Vines Are Not All The Same - The Different Ways That Vines Climb


Knowing how vines climb is vitally important in choosing the right vine for your garden, and in picking a correspondingly correct support system, as depending on the inherent climbing mechanism of a particular vine, a tree, a wall, an arbor, a trellis, or a fence may or may
not be suitable.

Twining Vines - As they grow, the stems of twining vines wrap themselves around their supports. Vigorous, powerful perennial twining vines can strangle shrubs or even trees. These vine species should thus be provided artificial supports, such as a fence, a trellis, or an arbor. You must, however, guard against fast-growing, powerful twining vines growing beyond your own property and into neighboring yards, especially if the support provided is a fence bordering property owner by others. A popular example of a fast-growing, powerful tendril vine, is the Honeysuckle.

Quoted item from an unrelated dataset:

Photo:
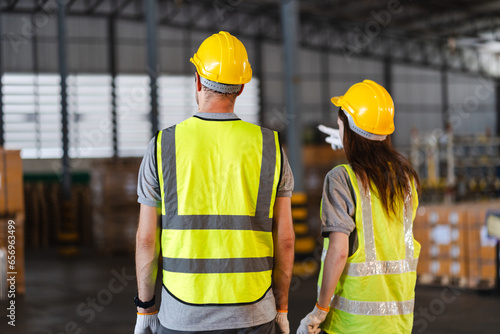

Tendril and Leaf Stock Vines - A common climbing mechanism of vines is the tendril, and in some, a tendril-like leaf stock, both of which coil around slender supports. While many of these vines can be happy coiling around shrubs or trees, and without doing damage to their living host, there are
best suited to be planted next to wire fences or trellis nets. Many of the 300 species of the genus Clematis are the best known and most popular examples of vines that use the leaf stock to climb.

Holdfast Vines - Vines that produce clinging rootlets, or holdfasts, can and do climb any vertical edifice with which they come into contact, be it brick wall, stone fence, or otherwise. They do so quickly and easily by growing roots that adhere to any surface. The good
news is, though, that only new holdfasts adhere, and once a holdfast is pulled loose, it cannot re-attach itself. New roots, however, quickly do so. Planting holdfast vines adjacent to wooden structures is not advised, as the moister in the vines can damage the wood, and removal of the vines for re-painting would mean starting over with new vine growth. A popular examples of this type of vine is the Sub Zero Ivy.

Pseudo Vines, the Sprawlers and Ramblers - Not true vines, they act like vines, climbing ever-upward by virtue of sharp thorns growing from strong canes. Roses fall into this category, as does the Bougainvillea, which more closely resembles a vine. The Winter Jasmine, a prime example of the Rambler, features long, trailing stems, that weave in and out through whatever object it can grow near, through, and around. For garden success with any Sprawler or Rambler, tying to garden supports would be the best practice to follow.